The area at Broadway and Portland Street was a thriving industrial district for 100 years. But by the 1970s, it was a wasteland.

David Clem, a founder and principal of The Athenaeum Group, was cognizant of the new opportunity that biotechnology research presented to East Cambridge. The Athenaeum Group acquired the Old Boston Woven campus and named the campus One Kendall Square – forever creating havoc for cabbies, since the actual Kendall Square is several blocks away.

They had acquired the right buildings for the new biotech industry.
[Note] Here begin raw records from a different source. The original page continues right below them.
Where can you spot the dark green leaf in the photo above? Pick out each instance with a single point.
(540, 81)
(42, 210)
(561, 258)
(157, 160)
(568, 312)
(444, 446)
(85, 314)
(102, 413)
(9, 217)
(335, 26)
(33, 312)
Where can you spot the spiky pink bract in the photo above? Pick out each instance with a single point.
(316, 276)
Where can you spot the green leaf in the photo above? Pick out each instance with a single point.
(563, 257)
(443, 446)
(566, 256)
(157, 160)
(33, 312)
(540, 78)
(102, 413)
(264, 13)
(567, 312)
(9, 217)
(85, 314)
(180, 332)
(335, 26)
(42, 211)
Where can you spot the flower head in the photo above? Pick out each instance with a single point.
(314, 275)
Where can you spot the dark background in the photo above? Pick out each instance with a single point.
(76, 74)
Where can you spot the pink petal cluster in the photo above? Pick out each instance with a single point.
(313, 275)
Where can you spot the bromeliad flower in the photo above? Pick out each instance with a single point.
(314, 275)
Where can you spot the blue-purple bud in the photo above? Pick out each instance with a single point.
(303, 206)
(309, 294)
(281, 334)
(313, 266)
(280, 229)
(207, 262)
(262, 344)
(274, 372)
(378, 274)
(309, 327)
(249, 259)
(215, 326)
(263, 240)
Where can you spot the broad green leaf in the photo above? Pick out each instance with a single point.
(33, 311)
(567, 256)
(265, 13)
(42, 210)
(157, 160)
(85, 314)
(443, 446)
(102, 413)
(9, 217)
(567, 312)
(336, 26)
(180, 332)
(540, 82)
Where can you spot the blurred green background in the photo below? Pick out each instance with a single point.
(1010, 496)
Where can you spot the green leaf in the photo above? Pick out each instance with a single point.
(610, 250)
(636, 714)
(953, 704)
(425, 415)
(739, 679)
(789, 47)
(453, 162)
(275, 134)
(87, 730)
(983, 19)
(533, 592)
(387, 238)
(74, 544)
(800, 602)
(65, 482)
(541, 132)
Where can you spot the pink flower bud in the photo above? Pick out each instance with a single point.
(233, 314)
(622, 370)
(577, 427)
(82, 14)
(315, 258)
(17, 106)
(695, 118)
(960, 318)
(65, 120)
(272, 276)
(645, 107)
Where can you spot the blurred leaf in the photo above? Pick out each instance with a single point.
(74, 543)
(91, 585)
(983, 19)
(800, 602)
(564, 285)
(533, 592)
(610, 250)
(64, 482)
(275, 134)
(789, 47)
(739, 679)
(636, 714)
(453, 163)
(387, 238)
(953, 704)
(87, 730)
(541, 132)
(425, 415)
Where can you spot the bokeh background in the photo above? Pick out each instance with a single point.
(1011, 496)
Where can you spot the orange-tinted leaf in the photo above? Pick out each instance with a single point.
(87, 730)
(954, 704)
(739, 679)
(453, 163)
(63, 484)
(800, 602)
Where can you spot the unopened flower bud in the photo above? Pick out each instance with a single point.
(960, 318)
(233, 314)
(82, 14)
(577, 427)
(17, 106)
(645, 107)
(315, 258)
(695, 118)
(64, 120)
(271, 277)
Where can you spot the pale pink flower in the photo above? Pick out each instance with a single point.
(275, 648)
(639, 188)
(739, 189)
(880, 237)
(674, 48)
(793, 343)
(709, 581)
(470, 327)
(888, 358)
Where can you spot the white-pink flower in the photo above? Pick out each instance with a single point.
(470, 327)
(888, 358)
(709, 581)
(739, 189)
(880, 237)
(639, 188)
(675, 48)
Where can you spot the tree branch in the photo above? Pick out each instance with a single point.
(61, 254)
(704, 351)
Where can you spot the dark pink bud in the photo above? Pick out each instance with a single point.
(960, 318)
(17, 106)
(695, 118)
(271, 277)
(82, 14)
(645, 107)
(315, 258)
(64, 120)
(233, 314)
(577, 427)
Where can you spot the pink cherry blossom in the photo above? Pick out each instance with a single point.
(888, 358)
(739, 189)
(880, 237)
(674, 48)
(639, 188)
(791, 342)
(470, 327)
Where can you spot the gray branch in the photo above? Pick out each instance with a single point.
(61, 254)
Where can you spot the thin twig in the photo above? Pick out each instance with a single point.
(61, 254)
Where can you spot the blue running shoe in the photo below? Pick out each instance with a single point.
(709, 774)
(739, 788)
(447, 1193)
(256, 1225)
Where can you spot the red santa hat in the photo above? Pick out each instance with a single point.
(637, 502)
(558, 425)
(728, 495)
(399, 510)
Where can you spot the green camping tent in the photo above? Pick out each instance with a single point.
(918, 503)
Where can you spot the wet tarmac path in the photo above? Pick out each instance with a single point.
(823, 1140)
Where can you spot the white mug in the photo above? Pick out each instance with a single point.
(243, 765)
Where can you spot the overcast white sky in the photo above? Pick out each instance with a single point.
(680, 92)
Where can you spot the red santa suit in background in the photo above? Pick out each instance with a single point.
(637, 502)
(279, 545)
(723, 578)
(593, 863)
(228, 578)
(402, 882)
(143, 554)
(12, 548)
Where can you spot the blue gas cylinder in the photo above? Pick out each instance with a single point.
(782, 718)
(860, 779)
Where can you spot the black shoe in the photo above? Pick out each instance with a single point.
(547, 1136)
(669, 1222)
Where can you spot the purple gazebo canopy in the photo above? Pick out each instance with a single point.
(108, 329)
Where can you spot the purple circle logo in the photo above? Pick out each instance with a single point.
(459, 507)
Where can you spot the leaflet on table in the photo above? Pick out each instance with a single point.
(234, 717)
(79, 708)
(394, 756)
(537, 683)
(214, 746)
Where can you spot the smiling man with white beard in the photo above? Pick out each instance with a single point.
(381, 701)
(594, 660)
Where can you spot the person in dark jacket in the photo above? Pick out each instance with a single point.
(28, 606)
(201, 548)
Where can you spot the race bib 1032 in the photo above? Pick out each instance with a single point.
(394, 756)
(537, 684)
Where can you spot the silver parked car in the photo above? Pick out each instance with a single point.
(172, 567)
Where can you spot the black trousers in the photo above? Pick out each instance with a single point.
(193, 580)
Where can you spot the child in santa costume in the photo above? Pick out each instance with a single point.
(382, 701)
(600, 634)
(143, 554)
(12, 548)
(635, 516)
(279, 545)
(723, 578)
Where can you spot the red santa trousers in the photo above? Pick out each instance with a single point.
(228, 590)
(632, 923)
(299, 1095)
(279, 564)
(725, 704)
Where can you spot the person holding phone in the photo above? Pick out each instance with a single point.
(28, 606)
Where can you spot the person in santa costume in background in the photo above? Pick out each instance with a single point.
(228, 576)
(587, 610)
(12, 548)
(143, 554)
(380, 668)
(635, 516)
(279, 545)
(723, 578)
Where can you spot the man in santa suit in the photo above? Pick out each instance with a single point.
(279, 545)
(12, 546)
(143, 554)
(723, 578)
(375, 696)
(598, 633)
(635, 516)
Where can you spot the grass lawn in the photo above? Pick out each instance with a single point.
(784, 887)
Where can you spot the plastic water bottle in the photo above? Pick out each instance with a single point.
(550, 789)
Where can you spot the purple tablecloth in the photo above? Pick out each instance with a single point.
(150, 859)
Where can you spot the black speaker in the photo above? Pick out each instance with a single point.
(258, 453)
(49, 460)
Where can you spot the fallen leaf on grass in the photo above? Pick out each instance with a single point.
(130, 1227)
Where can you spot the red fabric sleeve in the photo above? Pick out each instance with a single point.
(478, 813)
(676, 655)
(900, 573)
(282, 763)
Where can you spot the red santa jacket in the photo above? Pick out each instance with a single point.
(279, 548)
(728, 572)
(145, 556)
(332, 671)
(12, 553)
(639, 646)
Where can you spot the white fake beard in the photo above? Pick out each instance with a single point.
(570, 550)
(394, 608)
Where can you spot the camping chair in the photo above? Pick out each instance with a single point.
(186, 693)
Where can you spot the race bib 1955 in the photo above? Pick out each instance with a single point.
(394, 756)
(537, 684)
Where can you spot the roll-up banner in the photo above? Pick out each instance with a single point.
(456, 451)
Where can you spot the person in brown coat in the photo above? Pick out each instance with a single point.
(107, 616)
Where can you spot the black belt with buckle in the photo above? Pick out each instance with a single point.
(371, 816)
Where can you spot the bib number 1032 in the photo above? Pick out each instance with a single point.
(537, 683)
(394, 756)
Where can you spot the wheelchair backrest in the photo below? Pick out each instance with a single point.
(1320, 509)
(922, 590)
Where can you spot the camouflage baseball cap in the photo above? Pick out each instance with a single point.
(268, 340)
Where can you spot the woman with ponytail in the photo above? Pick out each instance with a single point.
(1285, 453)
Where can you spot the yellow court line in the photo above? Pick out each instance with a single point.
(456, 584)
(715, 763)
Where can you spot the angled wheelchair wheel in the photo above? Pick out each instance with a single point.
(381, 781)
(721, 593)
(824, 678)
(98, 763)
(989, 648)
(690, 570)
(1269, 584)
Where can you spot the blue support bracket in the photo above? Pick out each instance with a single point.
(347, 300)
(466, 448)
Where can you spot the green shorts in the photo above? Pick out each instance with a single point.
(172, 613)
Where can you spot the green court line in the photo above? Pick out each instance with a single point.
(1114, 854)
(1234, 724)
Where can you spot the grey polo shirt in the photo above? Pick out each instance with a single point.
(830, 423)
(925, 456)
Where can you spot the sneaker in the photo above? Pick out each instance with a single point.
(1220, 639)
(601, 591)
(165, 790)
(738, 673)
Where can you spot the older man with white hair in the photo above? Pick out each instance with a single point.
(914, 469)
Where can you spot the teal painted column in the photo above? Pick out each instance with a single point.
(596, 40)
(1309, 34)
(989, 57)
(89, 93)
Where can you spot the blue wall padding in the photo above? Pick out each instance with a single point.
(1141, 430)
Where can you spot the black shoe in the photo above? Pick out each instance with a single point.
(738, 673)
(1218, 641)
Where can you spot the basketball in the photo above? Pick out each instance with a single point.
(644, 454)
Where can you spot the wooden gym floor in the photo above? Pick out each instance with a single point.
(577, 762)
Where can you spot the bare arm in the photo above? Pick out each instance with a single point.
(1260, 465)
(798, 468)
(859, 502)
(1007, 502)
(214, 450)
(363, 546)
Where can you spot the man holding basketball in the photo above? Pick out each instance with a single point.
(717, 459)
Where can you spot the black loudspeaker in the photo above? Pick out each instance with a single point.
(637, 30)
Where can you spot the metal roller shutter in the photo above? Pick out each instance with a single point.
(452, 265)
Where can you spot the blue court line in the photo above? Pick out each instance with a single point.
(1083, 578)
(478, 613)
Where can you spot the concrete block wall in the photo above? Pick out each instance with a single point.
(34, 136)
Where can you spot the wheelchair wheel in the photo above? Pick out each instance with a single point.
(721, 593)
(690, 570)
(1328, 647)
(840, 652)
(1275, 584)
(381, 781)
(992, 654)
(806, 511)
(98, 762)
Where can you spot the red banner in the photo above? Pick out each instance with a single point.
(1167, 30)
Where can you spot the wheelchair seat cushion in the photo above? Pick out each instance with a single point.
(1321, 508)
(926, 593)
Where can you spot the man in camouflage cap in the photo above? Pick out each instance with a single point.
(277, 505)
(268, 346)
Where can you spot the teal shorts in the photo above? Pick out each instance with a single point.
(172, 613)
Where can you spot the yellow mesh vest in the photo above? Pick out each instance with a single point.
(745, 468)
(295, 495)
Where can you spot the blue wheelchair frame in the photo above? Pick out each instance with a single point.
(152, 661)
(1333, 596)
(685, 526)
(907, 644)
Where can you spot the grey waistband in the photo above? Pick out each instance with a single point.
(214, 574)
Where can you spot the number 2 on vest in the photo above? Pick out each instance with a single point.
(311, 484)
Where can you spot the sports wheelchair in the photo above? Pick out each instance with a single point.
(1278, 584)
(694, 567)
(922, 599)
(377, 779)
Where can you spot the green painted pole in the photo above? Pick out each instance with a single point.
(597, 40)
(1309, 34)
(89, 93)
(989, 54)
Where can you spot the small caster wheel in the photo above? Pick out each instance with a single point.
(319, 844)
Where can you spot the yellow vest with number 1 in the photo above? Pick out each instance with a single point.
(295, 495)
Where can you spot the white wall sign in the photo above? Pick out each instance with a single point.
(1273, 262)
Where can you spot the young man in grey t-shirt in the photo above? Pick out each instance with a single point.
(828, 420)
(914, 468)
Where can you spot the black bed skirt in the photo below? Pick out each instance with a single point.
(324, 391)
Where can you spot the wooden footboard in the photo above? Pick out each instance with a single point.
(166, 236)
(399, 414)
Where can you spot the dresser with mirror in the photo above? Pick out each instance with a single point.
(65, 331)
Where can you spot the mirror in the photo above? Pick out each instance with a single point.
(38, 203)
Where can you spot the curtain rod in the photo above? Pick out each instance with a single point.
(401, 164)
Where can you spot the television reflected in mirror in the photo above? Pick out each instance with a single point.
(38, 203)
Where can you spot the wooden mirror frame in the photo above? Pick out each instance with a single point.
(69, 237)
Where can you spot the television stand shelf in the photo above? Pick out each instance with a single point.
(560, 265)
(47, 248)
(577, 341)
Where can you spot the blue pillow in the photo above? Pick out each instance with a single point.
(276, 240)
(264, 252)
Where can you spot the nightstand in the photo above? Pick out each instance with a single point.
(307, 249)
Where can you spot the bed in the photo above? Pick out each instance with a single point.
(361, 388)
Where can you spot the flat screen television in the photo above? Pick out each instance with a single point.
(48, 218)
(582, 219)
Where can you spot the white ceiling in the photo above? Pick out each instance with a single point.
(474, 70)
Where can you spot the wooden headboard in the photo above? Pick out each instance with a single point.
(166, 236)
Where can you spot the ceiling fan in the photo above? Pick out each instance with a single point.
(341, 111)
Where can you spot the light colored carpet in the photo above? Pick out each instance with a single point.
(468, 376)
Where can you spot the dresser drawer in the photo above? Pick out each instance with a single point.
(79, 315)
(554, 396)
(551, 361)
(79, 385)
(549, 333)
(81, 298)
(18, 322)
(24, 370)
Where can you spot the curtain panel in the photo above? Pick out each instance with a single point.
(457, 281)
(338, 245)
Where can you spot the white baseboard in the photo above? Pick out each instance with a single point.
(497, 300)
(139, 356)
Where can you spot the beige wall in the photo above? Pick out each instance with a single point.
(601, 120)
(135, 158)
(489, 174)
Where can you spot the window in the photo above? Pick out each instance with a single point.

The Kendall Square buildings had high floor heights, heavier floor loads, and could be adapted readily – at a cost – for lab uses.

“We were always robbing from Peter to pay Paul” to fund improvements for new lab tenants, Clem recalled. “We’d look at the existing floor, do some drawings and establish rates for improvements, but always work with the [lab prospects] on pricing to get to yes.”

One Kendall had build-out challenges, with infrastructure being built on a tenant-by-tenant basis. But it became the destination of choice for startup biotech companies because there were so few other options. “We owned the market,” says Clem. “It was MIT, MIT, MIT, MIT, location, location, location.”

Peter Abair is director of economic development and global affairs at the Massachusetts Biotechnology Council (MassBio).